Der deutsche Politologe Friedrich Welsch ist seit über 30 Jahren im Land. Auch er beklagt eine zunehmende Militanz der Anhänger des Präsidenten:
"Er hat sicherlich Zauberlehrlinge herangezüchtet und verschiedene Gruppen, die als Kampfgruppen der Revolution angesehen werden und die auch von der Regierung bewaffnet worden sind, Zauberlehrlinge, die er jetzt nicht mehr kontrollieren kann. Deswegen waren wir ja überrascht, in den letzten Tagen einen ganz zahmen Staatspräsidenten zu sehen, der Aufrufe an seine eigenen Leute ausstrahlen ließ, dass sie sich doch bitte schön zurückhalten sollen und nicht sich zu gewaltsamen Akten hinreißen lassen sollen gegen die Opposition."
Das Viertel 23 de enero, 23. Januar. Eine Hochburg der Chavisten im Westen von Caracas. Die Häuser der Armen stehen zwischen riesigen Wohnsilos. Parteimitglied Yoel führt uns rum - durch die Misiones, also die Gesundheitsstationen, die Schulen zur Alphabetisierung und die verbilligten Läden. Alles hier wird finanziert mit den Einnahmen des Ölkonzerns PDVSA, den Chavez teilverstaatlicht hatte:
"Die PDVSA ist wichtig für die Venezulaner, denn jetzt ist PDVSA Teil des Staates und die Mehrheit der Venezulaner profitiert davon. Früher ging das Geld ins Ausland und in die Taschen der wenigen Kapitalisten. Heute geht das Geld direkt ans Volk."
Aber der Chavez-Sozialismus leidet unter den sinkenden Ölpreisen. Von beinah 150 Dollar je Barrel ist er nun auf etwa 40 Dollar gerutscht, viel zu wenig. Denn der venezulanische Haushalt auf sechzig Dollar je Barrel kalkuliert. Und Chavez Sozialismus lebt ausschließlich vom Öl. Der Devisenmangel macht sich schon bemerkbar. Der Import stockt, die Inflation liegt bei rund 30 Prozent.
Carolus Wimmer sitzt als gebürtiger Bayer für die Chavisten im Lateinamerikanischen Parlament, das gegründet wurde, um die Einheit der Länder voranzutreiben. Überall in den Büros hier hängen die Plakate mit dem Si.
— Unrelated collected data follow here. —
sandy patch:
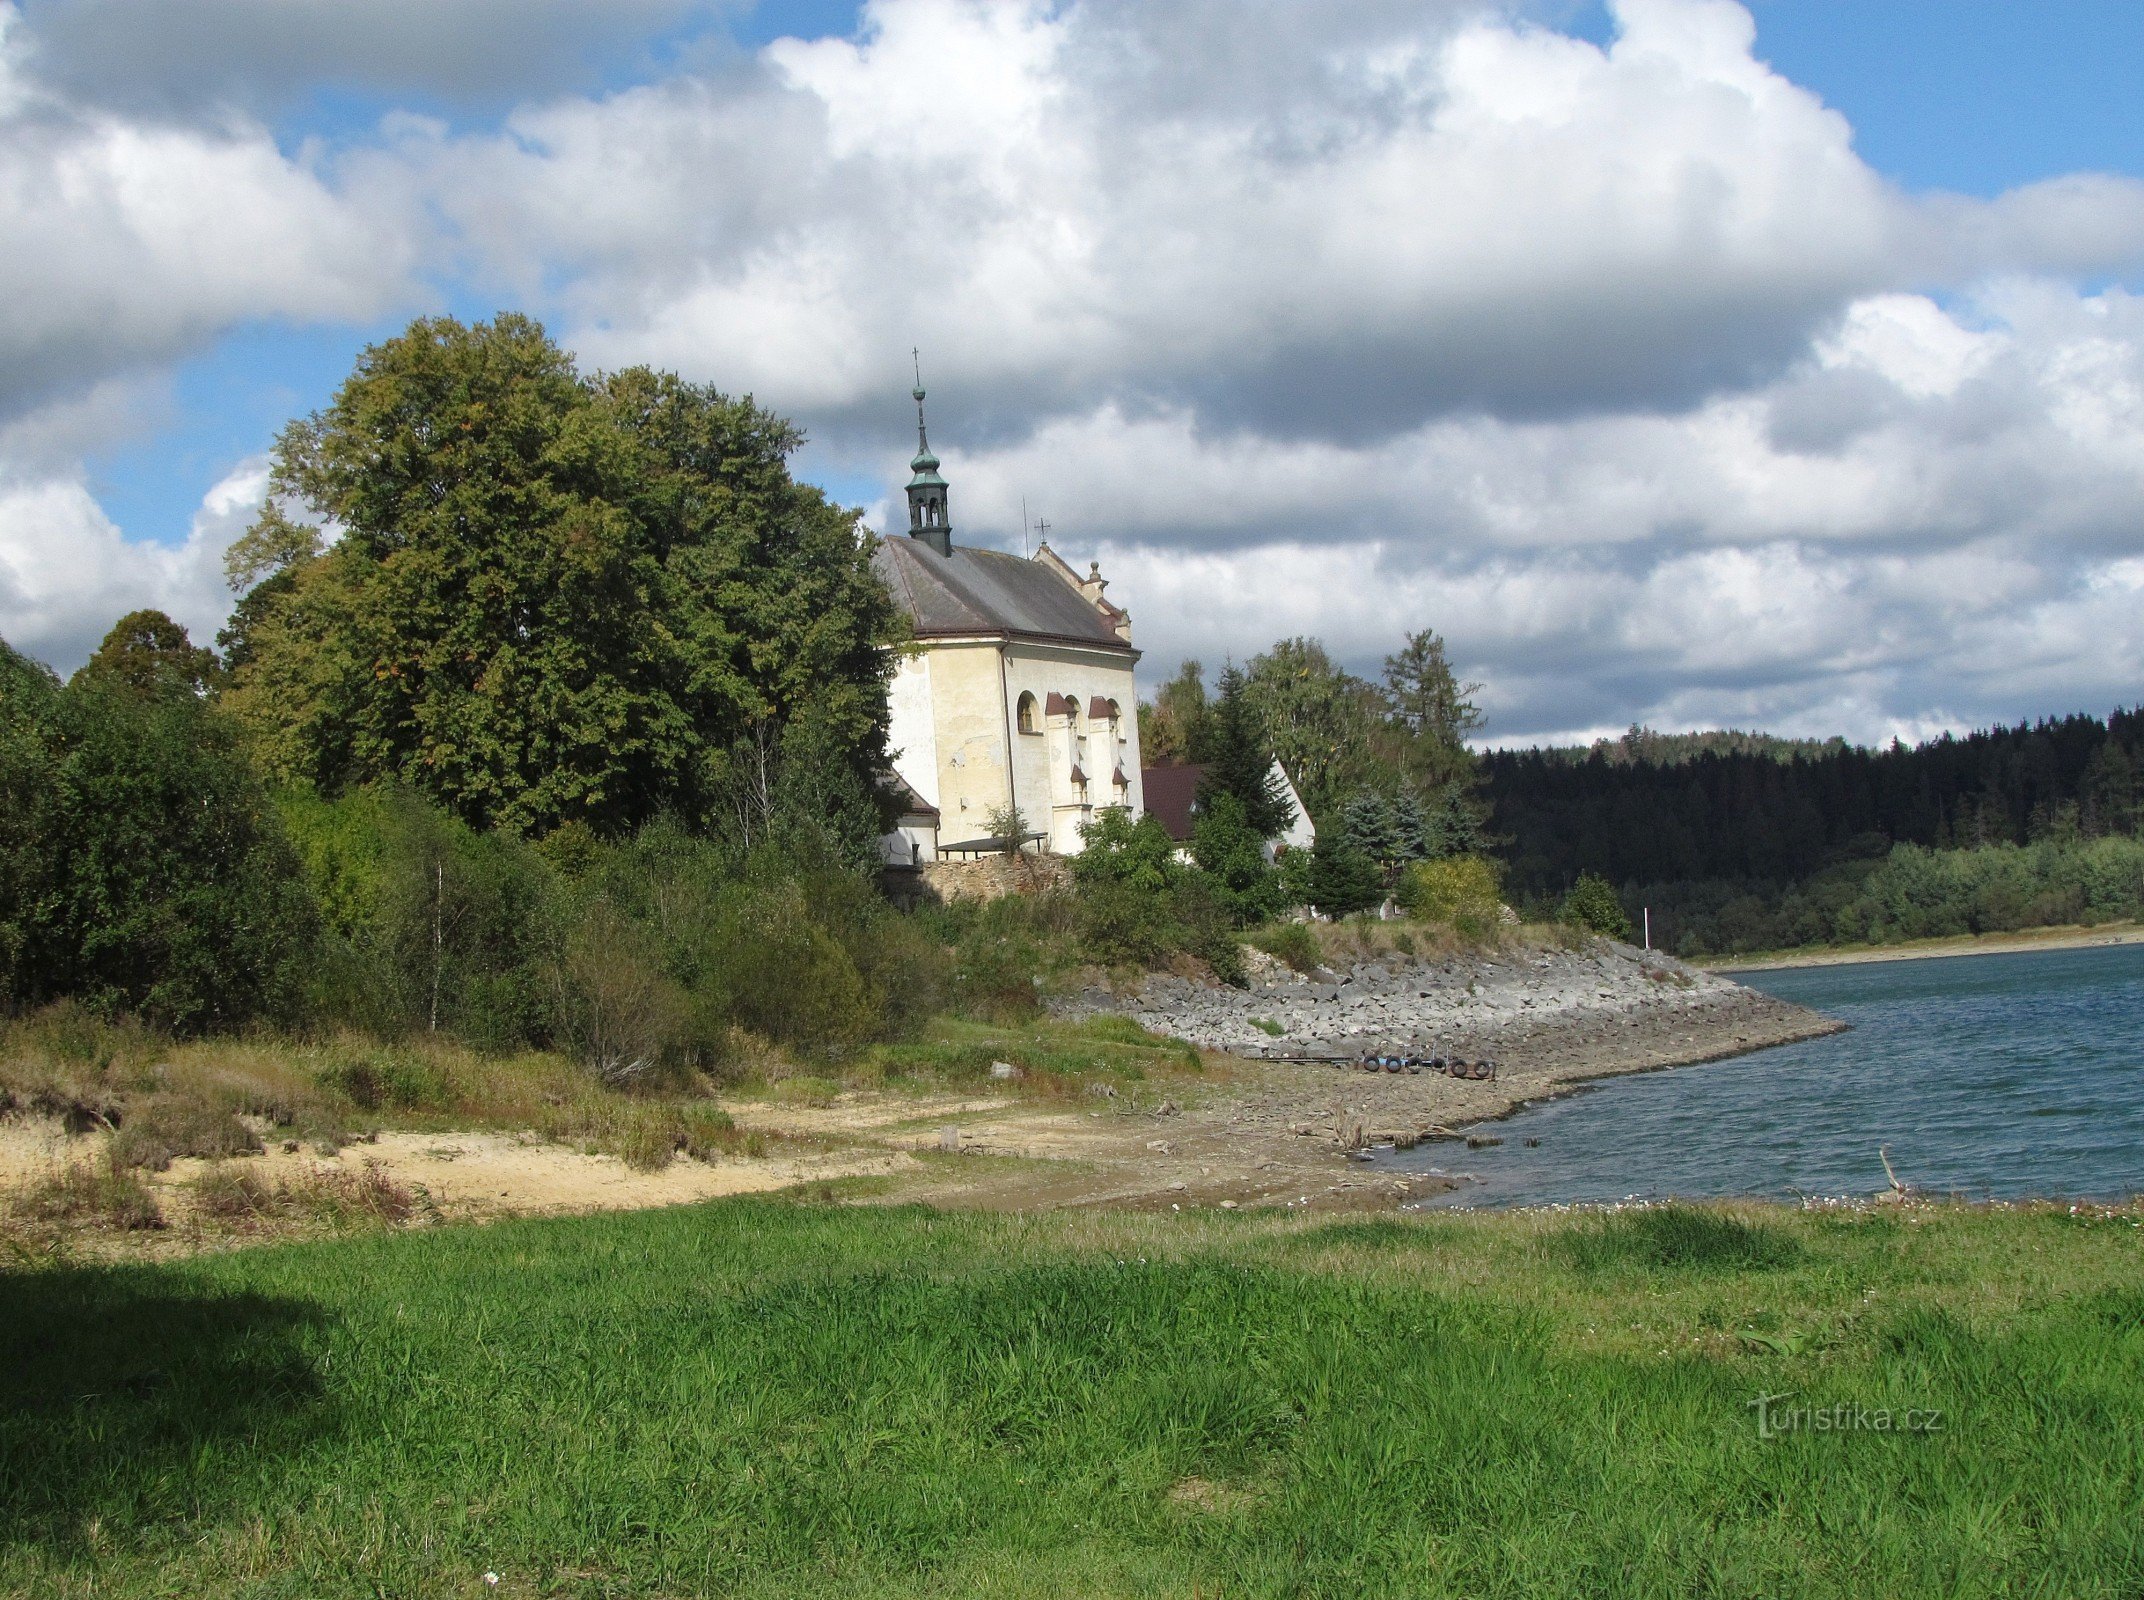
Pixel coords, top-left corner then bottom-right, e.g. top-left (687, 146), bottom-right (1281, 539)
top-left (1, 1121), bottom-right (917, 1234)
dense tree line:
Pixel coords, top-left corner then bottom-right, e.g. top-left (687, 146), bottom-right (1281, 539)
top-left (1490, 711), bottom-right (2143, 903)
top-left (0, 315), bottom-right (926, 1053)
top-left (1487, 711), bottom-right (2144, 953)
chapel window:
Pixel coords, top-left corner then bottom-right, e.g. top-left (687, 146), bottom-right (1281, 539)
top-left (1016, 692), bottom-right (1038, 734)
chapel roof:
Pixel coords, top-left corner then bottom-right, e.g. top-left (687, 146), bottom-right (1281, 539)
top-left (873, 535), bottom-right (1133, 652)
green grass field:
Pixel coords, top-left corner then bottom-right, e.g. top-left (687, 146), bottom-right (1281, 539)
top-left (4, 1199), bottom-right (2142, 1598)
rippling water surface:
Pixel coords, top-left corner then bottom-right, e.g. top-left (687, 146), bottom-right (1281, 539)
top-left (1385, 941), bottom-right (2144, 1208)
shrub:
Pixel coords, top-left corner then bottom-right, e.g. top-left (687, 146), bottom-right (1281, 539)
top-left (949, 926), bottom-right (1046, 1022)
top-left (11, 1164), bottom-right (164, 1230)
top-left (1398, 855), bottom-right (1505, 924)
top-left (1560, 872), bottom-right (1633, 939)
top-left (280, 786), bottom-right (557, 1045)
top-left (1248, 921), bottom-right (1323, 974)
top-left (108, 1096), bottom-right (264, 1172)
top-left (613, 1110), bottom-right (685, 1172)
top-left (551, 902), bottom-right (691, 1086)
top-left (680, 1104), bottom-right (749, 1161)
top-left (1307, 832), bottom-right (1381, 917)
top-left (191, 1164), bottom-right (279, 1222)
top-left (316, 1048), bottom-right (455, 1114)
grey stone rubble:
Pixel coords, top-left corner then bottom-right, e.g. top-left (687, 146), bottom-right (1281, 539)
top-left (1058, 937), bottom-right (1751, 1060)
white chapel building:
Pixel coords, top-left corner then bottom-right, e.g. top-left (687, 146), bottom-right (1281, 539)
top-left (873, 384), bottom-right (1145, 862)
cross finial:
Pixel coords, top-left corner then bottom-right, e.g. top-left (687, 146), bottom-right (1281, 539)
top-left (912, 346), bottom-right (921, 389)
top-left (1033, 518), bottom-right (1051, 545)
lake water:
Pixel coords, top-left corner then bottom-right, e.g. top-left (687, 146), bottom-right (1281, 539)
top-left (1385, 941), bottom-right (2144, 1208)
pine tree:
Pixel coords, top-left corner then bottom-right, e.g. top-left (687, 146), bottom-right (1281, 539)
top-left (1308, 830), bottom-right (1382, 917)
top-left (1391, 792), bottom-right (1433, 863)
top-left (1340, 792), bottom-right (1402, 875)
top-left (1197, 665), bottom-right (1295, 841)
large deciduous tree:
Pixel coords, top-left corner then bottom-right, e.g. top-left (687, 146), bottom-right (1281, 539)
top-left (223, 315), bottom-right (899, 840)
top-left (1240, 637), bottom-right (1386, 818)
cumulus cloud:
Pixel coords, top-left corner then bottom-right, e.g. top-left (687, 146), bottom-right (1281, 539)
top-left (10, 0), bottom-right (730, 116)
top-left (0, 6), bottom-right (418, 423)
top-left (420, 0), bottom-right (2144, 446)
top-left (1, 0), bottom-right (2141, 744)
top-left (943, 278), bottom-right (2144, 741)
top-left (0, 457), bottom-right (256, 672)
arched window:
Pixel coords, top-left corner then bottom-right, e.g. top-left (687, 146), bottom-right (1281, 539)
top-left (1061, 691), bottom-right (1080, 725)
top-left (1016, 691), bottom-right (1038, 734)
top-left (1106, 699), bottom-right (1121, 726)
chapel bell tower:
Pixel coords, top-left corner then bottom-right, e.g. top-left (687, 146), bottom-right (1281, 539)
top-left (906, 366), bottom-right (952, 557)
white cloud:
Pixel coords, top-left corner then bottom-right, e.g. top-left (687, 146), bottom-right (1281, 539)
top-left (11, 0), bottom-right (728, 115)
top-left (0, 457), bottom-right (256, 672)
top-left (0, 5), bottom-right (417, 422)
top-left (3, 0), bottom-right (2143, 745)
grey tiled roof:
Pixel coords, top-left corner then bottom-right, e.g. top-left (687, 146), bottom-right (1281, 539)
top-left (874, 535), bottom-right (1130, 650)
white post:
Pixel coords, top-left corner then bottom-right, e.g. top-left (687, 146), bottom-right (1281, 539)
top-left (1643, 906), bottom-right (1651, 951)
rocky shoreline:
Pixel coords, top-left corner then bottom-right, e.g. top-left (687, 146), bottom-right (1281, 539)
top-left (1032, 934), bottom-right (1847, 1207)
top-left (1064, 933), bottom-right (1837, 1065)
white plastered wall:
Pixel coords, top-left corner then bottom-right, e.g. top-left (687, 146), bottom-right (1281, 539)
top-left (1000, 640), bottom-right (1144, 854)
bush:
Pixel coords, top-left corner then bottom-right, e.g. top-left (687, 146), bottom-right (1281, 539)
top-left (280, 786), bottom-right (557, 1045)
top-left (551, 902), bottom-right (691, 1086)
top-left (108, 1096), bottom-right (264, 1172)
top-left (1560, 872), bottom-right (1633, 939)
top-left (9, 1164), bottom-right (165, 1230)
top-left (1248, 921), bottom-right (1323, 974)
top-left (1398, 855), bottom-right (1504, 924)
top-left (1307, 832), bottom-right (1381, 917)
top-left (316, 1048), bottom-right (455, 1114)
top-left (190, 1162), bottom-right (418, 1228)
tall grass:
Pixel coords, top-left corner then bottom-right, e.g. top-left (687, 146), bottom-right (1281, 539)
top-left (3, 1199), bottom-right (2141, 1597)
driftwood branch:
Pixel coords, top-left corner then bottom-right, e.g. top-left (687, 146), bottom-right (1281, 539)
top-left (1878, 1144), bottom-right (1910, 1195)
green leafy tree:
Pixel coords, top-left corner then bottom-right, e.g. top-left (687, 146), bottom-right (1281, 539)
top-left (224, 314), bottom-right (898, 840)
top-left (1379, 629), bottom-right (1482, 791)
top-left (1242, 637), bottom-right (1389, 817)
top-left (2, 648), bottom-right (317, 1029)
top-left (0, 642), bottom-right (63, 1007)
top-left (1073, 808), bottom-right (1180, 894)
top-left (1340, 792), bottom-right (1403, 878)
top-left (76, 610), bottom-right (220, 699)
top-left (1189, 791), bottom-right (1281, 925)
top-left (1561, 872), bottom-right (1633, 939)
top-left (1197, 665), bottom-right (1295, 840)
top-left (1139, 659), bottom-right (1213, 766)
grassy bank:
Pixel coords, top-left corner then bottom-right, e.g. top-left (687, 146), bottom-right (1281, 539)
top-left (4, 1198), bottom-right (2142, 1598)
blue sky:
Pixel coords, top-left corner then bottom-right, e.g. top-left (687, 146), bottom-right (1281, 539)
top-left (6, 0), bottom-right (2144, 743)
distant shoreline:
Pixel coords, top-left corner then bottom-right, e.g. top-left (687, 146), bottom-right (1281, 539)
top-left (1702, 923), bottom-right (2144, 973)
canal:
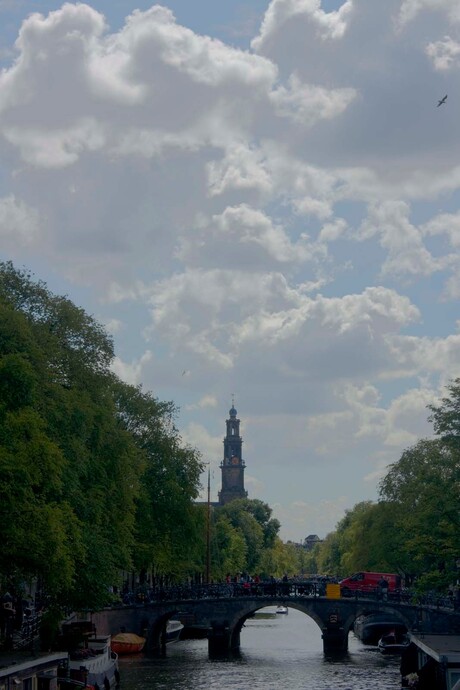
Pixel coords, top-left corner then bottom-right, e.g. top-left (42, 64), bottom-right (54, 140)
top-left (118, 607), bottom-right (402, 689)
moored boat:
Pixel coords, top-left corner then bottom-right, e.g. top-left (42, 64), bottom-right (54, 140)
top-left (402, 633), bottom-right (460, 689)
top-left (64, 634), bottom-right (119, 689)
top-left (111, 632), bottom-right (145, 655)
top-left (166, 619), bottom-right (184, 643)
top-left (276, 606), bottom-right (288, 614)
top-left (378, 631), bottom-right (410, 655)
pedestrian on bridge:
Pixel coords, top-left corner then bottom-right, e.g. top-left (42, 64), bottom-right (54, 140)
top-left (378, 577), bottom-right (389, 601)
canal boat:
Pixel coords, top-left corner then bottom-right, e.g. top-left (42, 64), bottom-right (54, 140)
top-left (276, 606), bottom-right (288, 614)
top-left (165, 619), bottom-right (184, 643)
top-left (65, 634), bottom-right (119, 689)
top-left (110, 632), bottom-right (145, 655)
top-left (0, 651), bottom-right (68, 690)
top-left (402, 633), bottom-right (460, 689)
top-left (378, 631), bottom-right (410, 654)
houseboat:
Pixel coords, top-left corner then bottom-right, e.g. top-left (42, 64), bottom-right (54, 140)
top-left (0, 652), bottom-right (68, 690)
top-left (67, 634), bottom-right (118, 690)
top-left (56, 629), bottom-right (119, 690)
top-left (401, 633), bottom-right (460, 689)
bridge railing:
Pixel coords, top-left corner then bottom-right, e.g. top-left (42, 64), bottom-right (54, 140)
top-left (117, 581), bottom-right (456, 611)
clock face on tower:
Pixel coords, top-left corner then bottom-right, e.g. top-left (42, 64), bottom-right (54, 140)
top-left (231, 456), bottom-right (239, 465)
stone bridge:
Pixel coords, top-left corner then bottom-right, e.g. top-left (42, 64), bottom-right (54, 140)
top-left (91, 592), bottom-right (460, 656)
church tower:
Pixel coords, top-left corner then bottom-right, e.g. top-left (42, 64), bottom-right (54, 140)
top-left (218, 403), bottom-right (248, 506)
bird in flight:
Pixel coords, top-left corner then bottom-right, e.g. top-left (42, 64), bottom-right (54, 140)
top-left (437, 94), bottom-right (447, 107)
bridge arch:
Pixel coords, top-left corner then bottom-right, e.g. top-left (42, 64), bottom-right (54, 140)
top-left (145, 608), bottom-right (182, 653)
top-left (206, 598), bottom-right (354, 655)
top-left (228, 601), bottom-right (326, 652)
top-left (340, 602), bottom-right (412, 641)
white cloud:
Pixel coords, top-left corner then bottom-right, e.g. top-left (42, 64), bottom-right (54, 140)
top-left (186, 395), bottom-right (218, 411)
top-left (103, 317), bottom-right (123, 335)
top-left (176, 204), bottom-right (323, 270)
top-left (207, 144), bottom-right (273, 198)
top-left (0, 194), bottom-right (39, 246)
top-left (269, 73), bottom-right (356, 125)
top-left (398, 0), bottom-right (460, 28)
top-left (4, 119), bottom-right (106, 168)
top-left (356, 201), bottom-right (447, 279)
top-left (252, 0), bottom-right (354, 53)
top-left (426, 35), bottom-right (460, 70)
top-left (111, 349), bottom-right (153, 385)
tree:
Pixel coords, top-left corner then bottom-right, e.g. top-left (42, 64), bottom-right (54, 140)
top-left (0, 262), bottom-right (203, 608)
top-left (111, 380), bottom-right (204, 582)
top-left (429, 379), bottom-right (460, 443)
top-left (379, 438), bottom-right (460, 588)
top-left (219, 499), bottom-right (280, 574)
top-left (258, 538), bottom-right (298, 578)
top-left (316, 531), bottom-right (342, 576)
top-left (210, 513), bottom-right (247, 580)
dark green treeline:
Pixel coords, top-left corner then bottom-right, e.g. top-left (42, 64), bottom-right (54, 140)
top-left (0, 262), bottom-right (206, 610)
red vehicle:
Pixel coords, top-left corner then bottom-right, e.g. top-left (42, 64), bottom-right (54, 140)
top-left (339, 571), bottom-right (401, 597)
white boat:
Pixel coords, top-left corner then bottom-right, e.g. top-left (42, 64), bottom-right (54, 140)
top-left (65, 634), bottom-right (119, 689)
top-left (165, 619), bottom-right (184, 644)
top-left (378, 632), bottom-right (410, 655)
top-left (276, 606), bottom-right (288, 614)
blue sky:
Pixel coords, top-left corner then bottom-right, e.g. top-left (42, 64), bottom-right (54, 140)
top-left (1, 0), bottom-right (460, 541)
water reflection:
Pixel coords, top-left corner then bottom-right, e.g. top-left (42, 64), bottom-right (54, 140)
top-left (119, 607), bottom-right (402, 690)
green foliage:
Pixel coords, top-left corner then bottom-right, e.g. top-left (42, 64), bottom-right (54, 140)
top-left (209, 513), bottom-right (247, 580)
top-left (258, 538), bottom-right (299, 578)
top-left (379, 438), bottom-right (460, 586)
top-left (429, 379), bottom-right (460, 443)
top-left (217, 498), bottom-right (281, 574)
top-left (0, 262), bottom-right (203, 608)
top-left (316, 531), bottom-right (343, 576)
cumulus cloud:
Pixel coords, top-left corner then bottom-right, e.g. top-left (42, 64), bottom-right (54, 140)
top-left (426, 35), bottom-right (460, 70)
top-left (111, 350), bottom-right (153, 385)
top-left (356, 201), bottom-right (447, 279)
top-left (252, 0), bottom-right (354, 53)
top-left (176, 204), bottom-right (323, 270)
top-left (398, 0), bottom-right (460, 28)
top-left (269, 73), bottom-right (356, 125)
top-left (0, 194), bottom-right (39, 247)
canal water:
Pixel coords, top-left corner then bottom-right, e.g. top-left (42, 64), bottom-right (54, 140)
top-left (118, 607), bottom-right (402, 689)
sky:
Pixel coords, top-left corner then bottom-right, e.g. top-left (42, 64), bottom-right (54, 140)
top-left (1, 0), bottom-right (460, 542)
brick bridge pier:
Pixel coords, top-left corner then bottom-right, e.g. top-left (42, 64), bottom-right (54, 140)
top-left (90, 594), bottom-right (460, 656)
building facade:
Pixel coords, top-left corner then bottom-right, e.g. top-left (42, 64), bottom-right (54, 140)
top-left (218, 404), bottom-right (247, 506)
Der gefallene Ölpreis sei ein echtes Problem für Chavez Programme, sagt auch Wimmer:
"Es ist eine Entscheidung, die muss durchgehalten werden, dass eben diese mögliche Reduzierung des Budgets diese Sozialprogramme nicht trifft oder sehr wenig trifft. Aber es müssen andere Wege gesucht werden, um zu sparen, ohne diese Sozialpolitik anzugreifen."
Aber auch Chavez Außenpolitik lebt vom Öl. Befreundeten Ländern wie Kuba oder Nicaragua liefert er verbilligtes Benzin und gewährt günstige Kredite. Sein Ziel ist die lateinamerikanische Einheit. Und sein Vorbild dabei Simon Bolivar, der Freiheitsheld der Anfang des 19. Jahrhunderts in der Region die spanische Herrschaft beendete.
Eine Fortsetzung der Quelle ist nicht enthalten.